Tirian initially wants to spare Jill and Eustace from the battle, ordering them to go back to their own world. Jill starts making an impassioned plea to stay with them, until Eustace reminds them all that the two of them have no means to get back even if they wanted to.
Death begins to seem more and more inevitable. Poggin and the others discuss how they might actually manage to survive the night, and maybe even live underground and someday take back Narnia a la Prince Caspian. But Tirian reminds us that Tash will have to be dealt with; unless the real Aslan suddenly shows up, it seems that there’s no escape.
Meanwhile, Jill and Eustace are starting to second guess their eagerness to fight with the others – Jill is scared because she’s never been in a battle before, and Eustace starts feeling sick because he has. And then they start discussing something which may or may not have occurred to the reader beforehand: If they’re killed in Narnia, what happens to them back in England?

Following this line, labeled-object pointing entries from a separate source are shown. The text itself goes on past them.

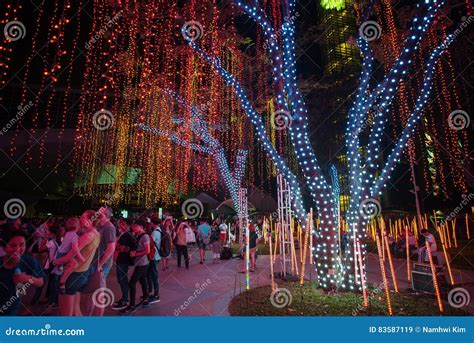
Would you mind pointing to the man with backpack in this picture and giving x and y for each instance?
(125, 244)
(154, 258)
(140, 255)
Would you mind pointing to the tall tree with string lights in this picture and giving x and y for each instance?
(367, 175)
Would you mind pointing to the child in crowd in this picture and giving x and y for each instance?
(70, 242)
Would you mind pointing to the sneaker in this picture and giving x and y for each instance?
(154, 299)
(145, 303)
(128, 310)
(119, 305)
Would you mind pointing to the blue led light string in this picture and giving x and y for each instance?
(326, 247)
(260, 130)
(414, 117)
(392, 81)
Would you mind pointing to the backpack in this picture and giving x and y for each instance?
(165, 244)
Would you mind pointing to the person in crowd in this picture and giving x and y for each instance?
(70, 242)
(204, 231)
(108, 235)
(16, 223)
(18, 272)
(153, 277)
(166, 245)
(125, 244)
(140, 256)
(216, 244)
(103, 258)
(57, 234)
(89, 241)
(253, 240)
(411, 240)
(40, 237)
(181, 244)
(223, 233)
(422, 253)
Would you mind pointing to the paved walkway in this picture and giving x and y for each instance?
(206, 290)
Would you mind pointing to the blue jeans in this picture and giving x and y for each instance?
(153, 278)
(122, 278)
(53, 288)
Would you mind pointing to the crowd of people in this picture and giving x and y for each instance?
(70, 258)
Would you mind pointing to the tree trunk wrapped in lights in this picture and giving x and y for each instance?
(365, 182)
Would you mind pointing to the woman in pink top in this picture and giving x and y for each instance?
(181, 247)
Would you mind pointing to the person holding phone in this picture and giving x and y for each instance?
(17, 271)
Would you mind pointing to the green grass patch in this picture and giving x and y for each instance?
(311, 301)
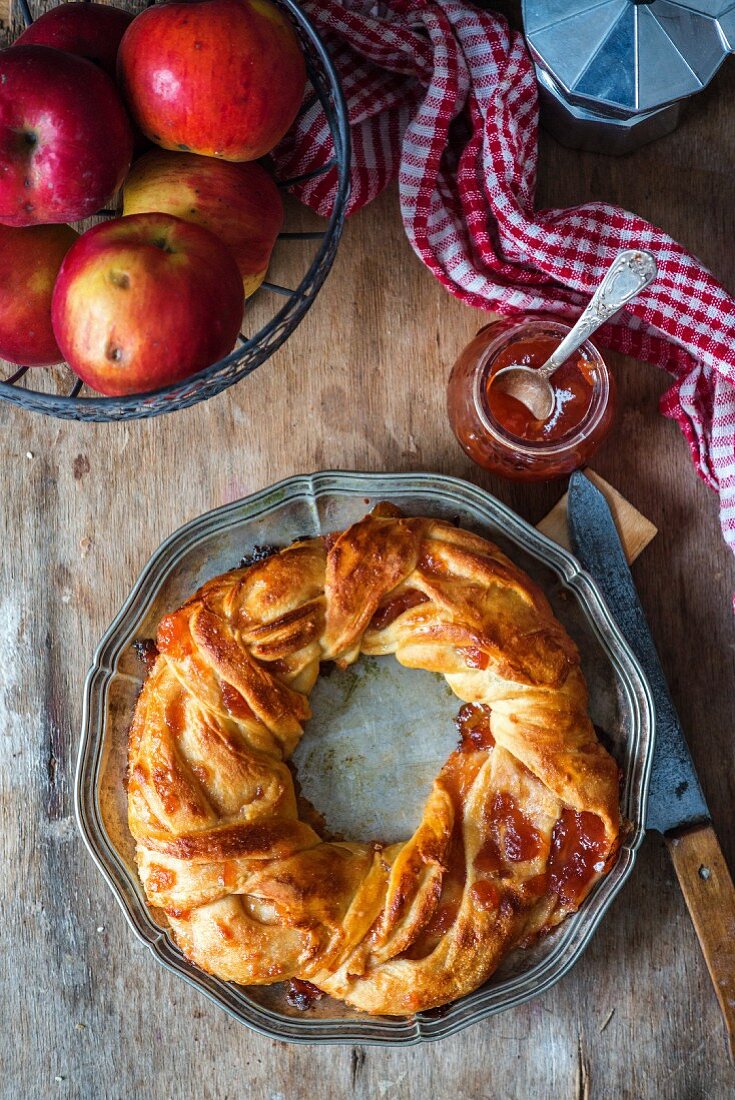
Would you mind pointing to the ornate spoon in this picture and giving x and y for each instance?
(628, 274)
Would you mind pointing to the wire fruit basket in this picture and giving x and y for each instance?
(289, 305)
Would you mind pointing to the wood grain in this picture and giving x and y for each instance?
(708, 888)
(360, 385)
(635, 531)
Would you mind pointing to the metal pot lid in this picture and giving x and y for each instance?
(625, 57)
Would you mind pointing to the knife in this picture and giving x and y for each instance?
(676, 805)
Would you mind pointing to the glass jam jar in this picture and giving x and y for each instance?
(502, 435)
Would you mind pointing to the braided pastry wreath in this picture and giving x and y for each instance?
(522, 820)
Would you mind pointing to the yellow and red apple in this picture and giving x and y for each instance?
(30, 261)
(144, 301)
(240, 202)
(88, 30)
(65, 140)
(219, 77)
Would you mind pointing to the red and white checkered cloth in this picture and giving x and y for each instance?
(443, 96)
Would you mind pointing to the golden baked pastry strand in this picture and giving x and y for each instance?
(522, 820)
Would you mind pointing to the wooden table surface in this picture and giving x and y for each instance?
(86, 1010)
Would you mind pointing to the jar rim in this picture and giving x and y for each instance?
(509, 332)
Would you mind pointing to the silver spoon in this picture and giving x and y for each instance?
(628, 274)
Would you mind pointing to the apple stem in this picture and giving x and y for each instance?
(307, 175)
(25, 12)
(276, 288)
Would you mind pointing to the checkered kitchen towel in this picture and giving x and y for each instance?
(443, 96)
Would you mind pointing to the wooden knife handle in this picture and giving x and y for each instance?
(710, 895)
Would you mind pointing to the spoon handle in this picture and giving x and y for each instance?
(628, 274)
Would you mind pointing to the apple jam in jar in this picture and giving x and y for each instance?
(502, 435)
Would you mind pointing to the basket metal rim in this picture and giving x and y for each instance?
(135, 406)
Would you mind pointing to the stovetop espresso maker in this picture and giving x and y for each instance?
(615, 74)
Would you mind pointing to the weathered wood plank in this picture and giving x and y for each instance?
(360, 385)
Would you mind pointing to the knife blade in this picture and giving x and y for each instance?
(676, 803)
(675, 795)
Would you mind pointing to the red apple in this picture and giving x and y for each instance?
(240, 202)
(145, 300)
(30, 260)
(65, 139)
(88, 30)
(219, 77)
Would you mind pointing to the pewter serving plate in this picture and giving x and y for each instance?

“I almost wish – no I don’t, though,” said Jill.
“What were you going to say?”
I was going to say I wished we’d never come. But I don’t, I don’t, I don’t. Even if we are killed. I’d rather die fighting for Narnia than grow old and stupid at home and perhaps go about in a bath-chair and then die in the end just the same.”
“Or be smashed up by British Railways!”
“Why d’you say that?”
“Well when that awful jerk came – the one that seemed to throw us into Narnia – I thought it was the beginning of a railway accident. So I was jolly glad to find ourselves here instead.”
Nothing important here…
They make it back to Stable Hill without mishap, then wait for the titular meeting to begin, hidden behind the stable.
[As] it happened, the whole thing was rather like a theater. The crowd of Narnians were like the people in the seats; the little grassy place just in front of the stable, where the bonfire burned and the Ape and the Captain stood to talk to the crowd, was like the stage; the stable itself was like the scenery at the back of the stage; and Tirian and his friends were like people peering round from behind the scenery.
All the world’s a stage, with people pretending to be what they are not, speaking words that are not their own.
Shift (or rather, the Tarkaan and Ginger) makes a bold, clever, and devastating stroke: He makes it look like Puzzle is just a rogue Beast dressing up as Aslan. Mixing a little truth strengthens the lie, and Tirian & co. are left without a plan.